Everything about my reading about them so far as been designed to persuade people who are not equiped to reason about them, and sometimes discredit anyone who is. The hidden counterfactuals to me are that it depends on standards bodies approving one, as nobody serious is going to touch it otherwise, and then a customer is going to take on a PUF module vendor and have their entire product line and supply chain depend on the company that produces it. There are still precedents for that, as that's what companies like Gemalto, Oburthur and any other peers do, but those companies are such that it doesn't matter what their tech does because they are unique entities among tech companies. If one of them had a PUF product that was competitive with their other business, it would be just another tech that was effectively mandated on an industry top down.
It also seems to presume that the problems in security have anything to do with our ability to produce sufficient entropy/randomness (instead of verifying its integrity) and the reliance on a single or few points of centralized PUF key generation means it is guaranteed to be sabotaged by IC actors.

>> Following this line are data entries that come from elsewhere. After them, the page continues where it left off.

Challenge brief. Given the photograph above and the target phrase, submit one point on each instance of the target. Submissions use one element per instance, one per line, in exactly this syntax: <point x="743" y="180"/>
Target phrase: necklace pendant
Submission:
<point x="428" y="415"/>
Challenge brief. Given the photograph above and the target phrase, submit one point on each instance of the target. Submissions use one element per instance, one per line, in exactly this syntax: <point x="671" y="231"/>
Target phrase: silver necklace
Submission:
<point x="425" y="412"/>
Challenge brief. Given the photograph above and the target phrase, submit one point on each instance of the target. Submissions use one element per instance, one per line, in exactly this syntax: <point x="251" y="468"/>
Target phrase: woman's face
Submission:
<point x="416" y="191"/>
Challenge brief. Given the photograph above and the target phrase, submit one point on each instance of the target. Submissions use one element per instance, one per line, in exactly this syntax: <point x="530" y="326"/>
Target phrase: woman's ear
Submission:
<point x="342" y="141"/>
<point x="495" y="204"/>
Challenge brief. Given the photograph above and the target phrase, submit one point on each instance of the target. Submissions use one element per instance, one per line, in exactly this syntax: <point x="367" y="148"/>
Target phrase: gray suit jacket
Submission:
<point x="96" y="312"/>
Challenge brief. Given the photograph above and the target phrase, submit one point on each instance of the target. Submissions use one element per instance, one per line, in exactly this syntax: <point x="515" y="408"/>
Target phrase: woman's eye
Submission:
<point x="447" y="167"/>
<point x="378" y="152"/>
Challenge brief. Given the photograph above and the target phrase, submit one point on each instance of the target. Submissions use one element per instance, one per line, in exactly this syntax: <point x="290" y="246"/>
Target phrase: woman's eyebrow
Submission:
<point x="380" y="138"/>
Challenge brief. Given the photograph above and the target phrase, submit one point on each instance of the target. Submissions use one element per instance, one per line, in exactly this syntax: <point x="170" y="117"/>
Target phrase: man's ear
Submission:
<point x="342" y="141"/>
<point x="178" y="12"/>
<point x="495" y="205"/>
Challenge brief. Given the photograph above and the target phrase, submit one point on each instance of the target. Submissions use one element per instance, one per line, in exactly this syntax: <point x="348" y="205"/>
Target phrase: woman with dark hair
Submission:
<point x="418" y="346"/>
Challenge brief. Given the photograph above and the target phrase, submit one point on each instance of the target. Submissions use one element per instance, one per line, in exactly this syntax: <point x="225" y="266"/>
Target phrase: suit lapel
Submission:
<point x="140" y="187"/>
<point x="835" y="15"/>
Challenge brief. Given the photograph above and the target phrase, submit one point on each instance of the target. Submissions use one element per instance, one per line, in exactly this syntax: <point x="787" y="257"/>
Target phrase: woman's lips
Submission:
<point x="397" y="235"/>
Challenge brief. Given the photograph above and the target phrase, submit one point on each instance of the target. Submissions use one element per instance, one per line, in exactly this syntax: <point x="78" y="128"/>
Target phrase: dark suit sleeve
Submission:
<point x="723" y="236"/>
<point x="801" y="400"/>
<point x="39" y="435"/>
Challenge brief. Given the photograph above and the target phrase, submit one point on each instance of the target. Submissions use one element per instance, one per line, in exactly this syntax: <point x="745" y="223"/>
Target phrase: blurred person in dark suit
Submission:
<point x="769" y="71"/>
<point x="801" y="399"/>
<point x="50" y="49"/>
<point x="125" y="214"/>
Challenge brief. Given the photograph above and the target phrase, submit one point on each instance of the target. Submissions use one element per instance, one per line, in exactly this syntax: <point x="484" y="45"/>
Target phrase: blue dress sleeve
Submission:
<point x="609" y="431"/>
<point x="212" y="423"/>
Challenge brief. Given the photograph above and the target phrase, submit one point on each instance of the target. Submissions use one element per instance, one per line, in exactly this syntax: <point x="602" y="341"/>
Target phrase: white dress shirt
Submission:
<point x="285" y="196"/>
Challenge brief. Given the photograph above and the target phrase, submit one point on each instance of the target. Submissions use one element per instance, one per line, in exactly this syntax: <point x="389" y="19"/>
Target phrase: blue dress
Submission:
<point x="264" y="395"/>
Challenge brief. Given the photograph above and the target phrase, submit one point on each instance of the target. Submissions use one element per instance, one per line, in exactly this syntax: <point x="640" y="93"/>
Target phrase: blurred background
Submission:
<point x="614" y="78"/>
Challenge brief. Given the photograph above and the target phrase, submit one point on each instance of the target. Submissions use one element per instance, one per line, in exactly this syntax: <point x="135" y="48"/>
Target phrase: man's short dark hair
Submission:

The conversation goes something like, "we have a physical secret thing nobody can ever find, but you can verify it!" and you ask, "how do I know nobody else knows it?" and they say, "you trust us!" so you ask, "can your insurance handle replacing my entire market cap?" and they say, "not necessary because of physics! where is your physics degree from again?" and it usually ends there, with a PUF vendor mystified at how their potential customer can make so much revenue but still be so stupid as to reject the brilliance of their discovery.
With enough new buzzwords, all things are possible.
The idea here seem to be a security token that generates its own random key and never lets it out of the device. Reasonable enough. The claim is that this is resistant to physical attack to obtain the secret key. Yet that's an unlikely attack vector. If you have physical possession of the token long enough to extract its unique private key by elaborate means, why do you need to clone it?
The usual problems with such devices involve replay attacks, or remote access attacks. (A remote access attack is when a token is used to open one door, and the door has been compromised to pass through the challenge/response from another more important door elsewhere, allowing an attacker to open the more important door.)
This isn't relevant to DRM. DRM for broadcast media requires that there be many protected copies of the same decrypt key. This thing is for unique keys only.
It seems strange that such a device would have a JTAG port, even if it is "disabled after the manufacturing process".